After the shower I walked most of the major areas in town. As it was dragon boat festival, the river was alive with people. There was some traditional music being played, at the centre of which was a female vocalist. It was a very involved performance, indeed she had the serious look of a professional, but the quality didn't match. Still the locals seemed to be enjoying it! The river, meanwhile was filled with boats.
Wondering through Dunhuang you soon realise its whole industry is geared for tourism. The streets are vibrant and busy. Walking among the back streets its not hard to find the highlight. The night market is rich with handicrafts and an array of dried fruits and fresh vegetables. The smell of BBQ and rich spices, used by the muslim chefs, fills your nostrils. Lamb is the speciality here- its no secret the BBQs regularly have a Lamb skull adorning the hot grill!

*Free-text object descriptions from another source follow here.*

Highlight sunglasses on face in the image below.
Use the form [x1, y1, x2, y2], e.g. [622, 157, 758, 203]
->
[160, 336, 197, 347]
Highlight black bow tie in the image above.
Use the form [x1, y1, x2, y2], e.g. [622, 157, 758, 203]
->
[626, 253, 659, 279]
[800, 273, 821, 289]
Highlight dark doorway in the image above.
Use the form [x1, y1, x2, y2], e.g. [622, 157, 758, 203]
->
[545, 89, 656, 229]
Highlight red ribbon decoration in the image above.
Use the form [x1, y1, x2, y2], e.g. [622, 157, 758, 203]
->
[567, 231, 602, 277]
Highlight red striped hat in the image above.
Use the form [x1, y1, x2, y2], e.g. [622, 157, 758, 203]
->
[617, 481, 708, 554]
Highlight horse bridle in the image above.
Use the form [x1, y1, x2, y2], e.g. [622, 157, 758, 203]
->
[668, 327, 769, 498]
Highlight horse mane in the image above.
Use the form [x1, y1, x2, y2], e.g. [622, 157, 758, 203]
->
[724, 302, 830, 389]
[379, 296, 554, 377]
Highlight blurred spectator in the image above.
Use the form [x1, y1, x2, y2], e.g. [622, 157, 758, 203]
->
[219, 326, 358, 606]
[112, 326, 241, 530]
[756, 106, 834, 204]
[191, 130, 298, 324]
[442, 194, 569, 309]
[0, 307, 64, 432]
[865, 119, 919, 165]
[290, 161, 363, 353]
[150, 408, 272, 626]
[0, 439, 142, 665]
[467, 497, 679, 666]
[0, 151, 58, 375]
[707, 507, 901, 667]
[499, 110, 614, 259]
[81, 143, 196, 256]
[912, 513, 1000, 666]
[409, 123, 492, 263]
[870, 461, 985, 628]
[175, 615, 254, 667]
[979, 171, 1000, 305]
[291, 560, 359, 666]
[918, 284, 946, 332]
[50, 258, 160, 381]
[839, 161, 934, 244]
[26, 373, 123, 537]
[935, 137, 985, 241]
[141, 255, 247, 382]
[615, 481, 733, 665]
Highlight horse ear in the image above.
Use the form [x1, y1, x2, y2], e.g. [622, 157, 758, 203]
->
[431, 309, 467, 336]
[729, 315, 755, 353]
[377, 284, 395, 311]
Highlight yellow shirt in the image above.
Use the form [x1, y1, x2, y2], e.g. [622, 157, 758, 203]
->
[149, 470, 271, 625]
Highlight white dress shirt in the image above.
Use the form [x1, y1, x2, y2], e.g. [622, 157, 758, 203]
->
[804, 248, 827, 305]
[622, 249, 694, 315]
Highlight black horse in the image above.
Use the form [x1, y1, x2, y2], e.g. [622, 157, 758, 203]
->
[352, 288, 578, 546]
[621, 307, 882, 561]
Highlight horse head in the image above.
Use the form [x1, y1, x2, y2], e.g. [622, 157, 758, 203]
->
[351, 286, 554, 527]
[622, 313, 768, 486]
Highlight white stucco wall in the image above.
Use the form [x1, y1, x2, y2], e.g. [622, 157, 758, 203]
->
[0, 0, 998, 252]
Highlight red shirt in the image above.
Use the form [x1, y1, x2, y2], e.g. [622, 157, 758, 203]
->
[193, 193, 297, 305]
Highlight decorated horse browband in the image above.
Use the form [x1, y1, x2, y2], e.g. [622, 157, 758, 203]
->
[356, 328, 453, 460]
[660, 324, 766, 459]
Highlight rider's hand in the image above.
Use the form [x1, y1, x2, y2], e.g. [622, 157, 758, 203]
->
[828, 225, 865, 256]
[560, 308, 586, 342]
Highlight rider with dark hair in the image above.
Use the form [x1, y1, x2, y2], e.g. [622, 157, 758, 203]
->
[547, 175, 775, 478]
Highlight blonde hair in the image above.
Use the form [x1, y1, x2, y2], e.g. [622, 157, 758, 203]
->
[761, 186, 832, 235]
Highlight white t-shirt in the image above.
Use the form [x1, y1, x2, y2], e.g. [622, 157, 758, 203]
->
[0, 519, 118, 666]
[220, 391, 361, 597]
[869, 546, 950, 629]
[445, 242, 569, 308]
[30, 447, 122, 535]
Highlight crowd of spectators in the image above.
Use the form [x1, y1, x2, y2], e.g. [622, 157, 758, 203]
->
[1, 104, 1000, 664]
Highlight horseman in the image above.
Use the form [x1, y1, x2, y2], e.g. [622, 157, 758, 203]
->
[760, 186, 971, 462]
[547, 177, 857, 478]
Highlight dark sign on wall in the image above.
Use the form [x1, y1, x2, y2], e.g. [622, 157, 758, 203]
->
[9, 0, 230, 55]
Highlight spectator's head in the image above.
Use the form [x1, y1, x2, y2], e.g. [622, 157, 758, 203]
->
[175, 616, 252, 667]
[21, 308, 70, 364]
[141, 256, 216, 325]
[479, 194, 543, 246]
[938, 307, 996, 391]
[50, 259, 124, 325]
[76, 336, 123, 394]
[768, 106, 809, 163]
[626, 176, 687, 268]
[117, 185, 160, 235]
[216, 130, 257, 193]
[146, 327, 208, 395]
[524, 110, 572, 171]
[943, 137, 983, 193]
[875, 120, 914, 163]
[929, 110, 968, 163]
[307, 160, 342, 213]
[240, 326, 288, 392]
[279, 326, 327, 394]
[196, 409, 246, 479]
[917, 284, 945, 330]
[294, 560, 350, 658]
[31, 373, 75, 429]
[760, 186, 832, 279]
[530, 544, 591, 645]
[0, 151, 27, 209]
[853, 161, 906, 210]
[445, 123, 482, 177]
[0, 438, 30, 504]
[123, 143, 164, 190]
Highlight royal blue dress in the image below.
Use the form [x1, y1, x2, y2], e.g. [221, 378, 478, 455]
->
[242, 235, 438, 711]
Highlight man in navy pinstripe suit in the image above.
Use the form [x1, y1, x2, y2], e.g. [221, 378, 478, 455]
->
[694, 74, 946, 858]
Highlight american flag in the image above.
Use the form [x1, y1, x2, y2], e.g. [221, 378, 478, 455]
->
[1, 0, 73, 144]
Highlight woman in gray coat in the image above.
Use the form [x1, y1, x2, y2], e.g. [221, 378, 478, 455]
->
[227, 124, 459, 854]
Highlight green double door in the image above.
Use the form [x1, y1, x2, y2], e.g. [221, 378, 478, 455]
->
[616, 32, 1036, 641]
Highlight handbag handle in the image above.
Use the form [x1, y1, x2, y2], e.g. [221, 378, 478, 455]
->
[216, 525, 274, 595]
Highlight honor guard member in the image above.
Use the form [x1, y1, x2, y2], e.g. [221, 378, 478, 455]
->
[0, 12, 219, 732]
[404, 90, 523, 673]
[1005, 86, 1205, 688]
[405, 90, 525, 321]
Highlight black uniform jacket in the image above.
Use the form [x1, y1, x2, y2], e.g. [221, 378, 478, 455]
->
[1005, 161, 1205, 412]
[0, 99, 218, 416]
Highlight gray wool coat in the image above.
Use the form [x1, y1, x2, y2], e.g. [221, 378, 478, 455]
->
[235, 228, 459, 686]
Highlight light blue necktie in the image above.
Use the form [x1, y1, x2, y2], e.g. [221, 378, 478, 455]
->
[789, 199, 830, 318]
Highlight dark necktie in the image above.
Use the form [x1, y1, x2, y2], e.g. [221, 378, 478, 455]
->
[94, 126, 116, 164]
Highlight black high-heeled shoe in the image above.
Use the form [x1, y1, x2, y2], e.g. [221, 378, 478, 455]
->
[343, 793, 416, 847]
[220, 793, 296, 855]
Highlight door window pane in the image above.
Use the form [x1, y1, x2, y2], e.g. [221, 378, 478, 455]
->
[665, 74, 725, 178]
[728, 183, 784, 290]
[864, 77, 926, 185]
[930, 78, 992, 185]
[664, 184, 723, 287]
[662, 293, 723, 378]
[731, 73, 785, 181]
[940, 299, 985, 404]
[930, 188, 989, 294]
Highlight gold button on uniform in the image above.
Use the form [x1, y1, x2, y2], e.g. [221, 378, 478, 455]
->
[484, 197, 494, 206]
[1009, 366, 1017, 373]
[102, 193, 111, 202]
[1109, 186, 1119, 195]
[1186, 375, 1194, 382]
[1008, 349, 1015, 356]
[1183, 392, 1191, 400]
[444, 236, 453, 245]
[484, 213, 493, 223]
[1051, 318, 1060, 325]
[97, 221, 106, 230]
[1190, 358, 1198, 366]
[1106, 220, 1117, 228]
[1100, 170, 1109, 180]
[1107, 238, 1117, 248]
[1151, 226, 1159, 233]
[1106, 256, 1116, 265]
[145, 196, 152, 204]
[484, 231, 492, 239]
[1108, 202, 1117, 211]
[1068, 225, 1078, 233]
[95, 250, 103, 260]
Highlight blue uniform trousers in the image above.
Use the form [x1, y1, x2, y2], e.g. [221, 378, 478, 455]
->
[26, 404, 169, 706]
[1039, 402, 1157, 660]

Dunhuang does have something about it. Much as the bright neon lights, endemic across the city threaten to push it over the threshold. It stands firm. The quality of the Mogao Caves and the natural beauty and mystery of the sand dunes nearby, balance the Dunhuang equation.
The caves are quite remarkable. Set into the side of a sand dune. The vaults of time stand side by side for a few hundred meters. Each caves numbered and its contents meticulously studied and recorded. Its understood that Buddist Monks arrived in Dunhuang via the Northern Silk Road, which connected eventually with Kashgar. Over centuries the monks collected scriptures from the West and passing pilgrims painted murals inside the Mongao Caves or 'Caves of a Thousand Buddhas'.
The beautifully intricate murals are considered the finest examples of Buddist art, spanning over 1,000-years. Its believed the first caves were excavated in 366 AD as a place for worship and meditation. In total the murals cover 450,000 Sq.ft.
Later in the afternoon, as the summer sun sets below the horizon its possible to visit the dunes- any earlier and the scorching sun and fierce temperatures make movement out of the shades a bind. From Charlie Jongh's Dune Guesthouse you can easily wonder along the fence to its end and enjoy sunset over the dunes with a beer for free. Although distant, its also possible to make out the Cresent Moon lake and its surrounding buildings from a higher vantage point. The dunes are beautiful and well worth a visit.
Charlie Jongh's Dune Guesthouse
Free internet and good facilities make this a sure fire winner. Its location is a little out of the way. A 20-min steady bike ride or a short bus/ taxi make light of the distance. But its a quite and secluded spot just by the dunes, away from the hustle and bustle and the neon lights of Dunhuang.